The geologic field contains an extensive body of literature that addresses the formation of gullies and streams at jointed and fractured points in bedrock lithologies. For example, Hills' 2nd Edition (1972) of Elements of Structural Geology provides a comprehensive summary of the topic. Hills references Hobbs' (1911) discussion on the tracing of long regular, repeating structures. By the earlier 1911 publication date, Hobbs had already assigned the term "lineament" to these structural features.

Lineament mapping or fracture trace analysis of regional jointing patterns from aerial photography or LANDSAT remote sensing overflights has long been a geological practice when searching for structural instabilities and/or hydraulically active locations for the installation of bedrock ground water wells. The Edward E. Johnson Company, manufacturers of well screens, in their very first edition of Ground Water and Wells (1966), includes photographs of fractured limestone rock when discussing water-bearing capacities of lithified bedrock aquifers. Fracture trace and lineament analyses in bedrock are typically taught in upper level undergraduate geomorphology, structural geology, and hydrogeology classes as a laboratory exercise or as a geologic field camp problem.

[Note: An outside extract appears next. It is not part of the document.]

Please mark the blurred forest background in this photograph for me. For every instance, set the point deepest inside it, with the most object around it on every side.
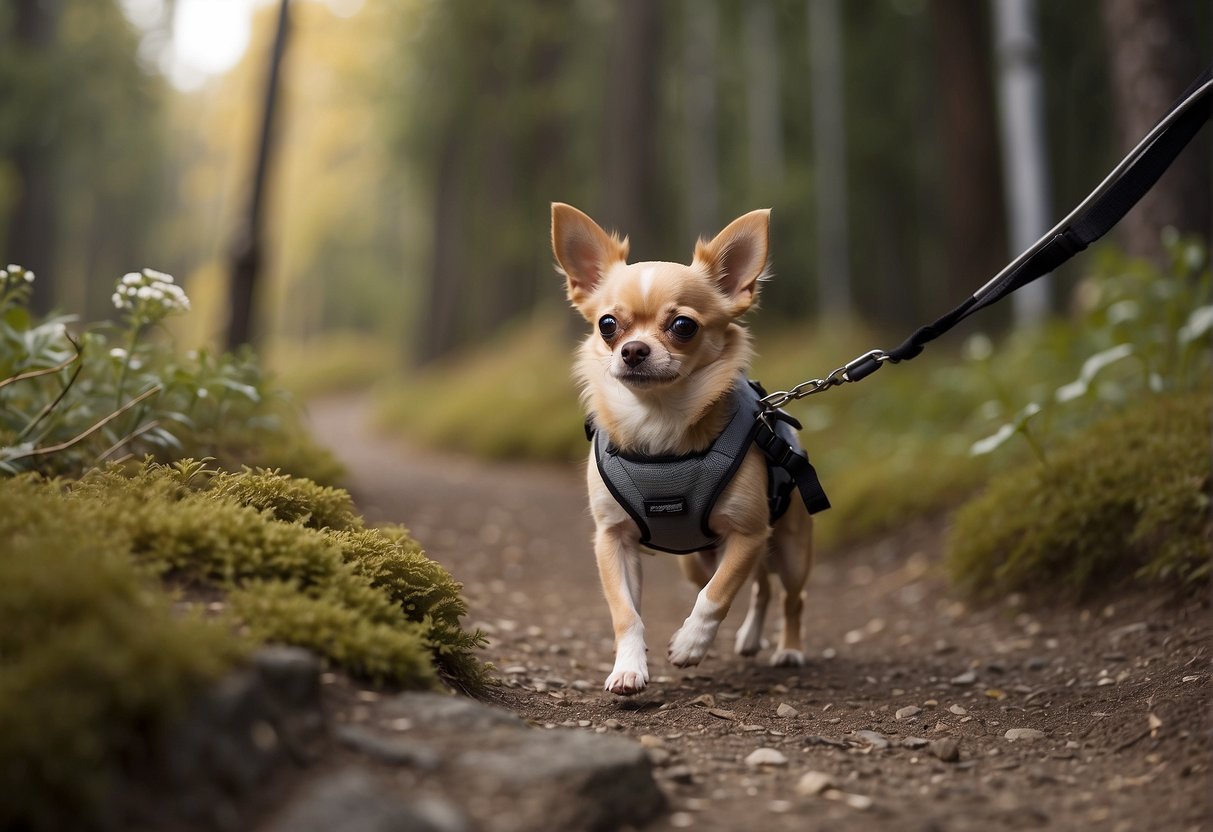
(419, 144)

A small body of literature that relates to the behavior of in situ fractured materials from a geotechnical standpoint does exist. Allred (2000), referencing publications that date back to the 1960s and 1970s such as Duncan and Dunlop (1969) and Lo (1970), indicates that fracturing may have a significant impact on the physical consolidation and shear strength of materials in geotechnical and construction foundation applications. Allred notes in his summary that, "Settlement occurs at a faster rate when fractures are present. If fractures are open, a modest increase in total settlement is possible." Additionally, when discussing shear strength, he notes, "Glacial till fractures decrease overall shear strength. After excavations or erosion of surface material, stress release and water infiltration lead to further reductions in overall shear strength."

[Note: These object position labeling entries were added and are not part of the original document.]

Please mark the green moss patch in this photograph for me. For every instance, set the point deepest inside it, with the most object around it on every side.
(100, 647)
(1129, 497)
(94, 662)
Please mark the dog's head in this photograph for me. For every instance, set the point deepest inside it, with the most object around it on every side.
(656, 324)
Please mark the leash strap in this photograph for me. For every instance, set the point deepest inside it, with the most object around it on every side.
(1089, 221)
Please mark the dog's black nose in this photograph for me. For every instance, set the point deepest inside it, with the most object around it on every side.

Allred has limited his discussion to the "cut" portion of the typical "cut and fill" setting common to modern construction in glaciated Ohio and eastern North America. His paper did not discuss the function of fracture formation in fine-grained glacial materials used as construction fill. Sherard and others (1963), in their treatise Earth and Earth-Rock Dams, come tantalizingly close to making the connections between fracture formations and fill materials. They note, in reference to surface cracking in and southwestern locations, that "homogeneous dams of very fine clayey silt and silty clay of low plasticity have been so badly eroded with concentrated gullies, starting in drying cracks, that they have had to be almost completely reconstructed."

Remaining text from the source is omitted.